Mithridates was Rome’s most dangerous foreign enemy in the 1st century b.c. He arranged for the massacre of perhaps more than a hundred thousand Roman officials and merchants, along with their families, in Asia Minor (now Turkey) in a single day.
When Mithridates was a baby, lightning burned his clothing but left him unscathed, except for a scar on his forehead hidden under his hair ( Plutarch Table-Talk 1.6).
It is well known that Mithridates is the only person who has ever spoken twenty-two languages. Throughout his reign of fifty-six years, he never spoke through an interpreter to any of his subjects (Pliny Natural History 25.6). Frederick II ( stupor mundi , “The Wonder of the World”), who ruled the Holy Roman Empire from 1220 to 1250, could speak a mere nine languages.

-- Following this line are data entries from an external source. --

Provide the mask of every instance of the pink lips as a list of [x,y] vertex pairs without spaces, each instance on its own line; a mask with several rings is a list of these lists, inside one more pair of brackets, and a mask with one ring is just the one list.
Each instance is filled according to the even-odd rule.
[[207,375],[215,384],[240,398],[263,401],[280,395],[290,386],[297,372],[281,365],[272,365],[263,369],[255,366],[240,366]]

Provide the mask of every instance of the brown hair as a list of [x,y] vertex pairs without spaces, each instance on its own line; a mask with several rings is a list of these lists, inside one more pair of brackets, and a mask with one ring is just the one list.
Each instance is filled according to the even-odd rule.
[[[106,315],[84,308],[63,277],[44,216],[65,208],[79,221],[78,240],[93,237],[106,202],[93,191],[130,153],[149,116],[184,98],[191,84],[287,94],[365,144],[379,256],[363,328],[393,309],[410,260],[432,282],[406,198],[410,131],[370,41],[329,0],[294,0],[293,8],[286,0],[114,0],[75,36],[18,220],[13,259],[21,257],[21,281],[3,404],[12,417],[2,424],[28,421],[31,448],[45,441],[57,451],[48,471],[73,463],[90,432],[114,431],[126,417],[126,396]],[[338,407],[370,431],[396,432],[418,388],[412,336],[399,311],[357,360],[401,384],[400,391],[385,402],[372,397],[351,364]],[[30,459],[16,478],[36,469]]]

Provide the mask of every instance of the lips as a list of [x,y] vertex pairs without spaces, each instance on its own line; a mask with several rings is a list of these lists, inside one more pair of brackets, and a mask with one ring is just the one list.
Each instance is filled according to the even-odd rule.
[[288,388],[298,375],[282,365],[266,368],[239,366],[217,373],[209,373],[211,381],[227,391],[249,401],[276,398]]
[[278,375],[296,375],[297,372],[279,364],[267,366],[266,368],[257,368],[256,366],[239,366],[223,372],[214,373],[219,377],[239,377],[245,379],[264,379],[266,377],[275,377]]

When he defeated Mithridates, Pompey discovered in his personal notebook a recipe for an antidote to poisons: two dried walnuts and two figs ground up with twenty leaves of rue and a pinch of salt. Taking this on an empty stomach safeguards a person against poison for a whole day (Pliny Natural History 23.149). Pliny elsewhere credits Mithridates with a much more elaborate universal antidote to poison, concocted with fifty-four ingredients (29.24). Celsus records a detailed and complex version of the recipe ( On Medicine 5.23).
When his long reign finally came to its close, Mithridates lamented that he had found no antidote to the deadliest of all poisons, one which infects every royal house, the treachery of soldiers, children, and friends. He attempted suicide by poison but failed, because of the immunity which he had developed through taking small doses regularly (Appian The Wars against Mithridates 16.111). In Italian and Romanian, the verbs mitridatizare and a mitridatiza are still used to refer to administering an antidote to poison.
Mithridates also took measures against other forms of assassination. He had little confidence in armed guards to protect him while he slept, so he had a bull, a horse, and a stag trained to watch over him. If anyone approached him while he was asleep, these animals would immediately detect the intruder by sensing his breathing and wake Mithridates, the bull by bellowing, the horse by neighing, the stag by bleating (Aelian On Animals 7.46).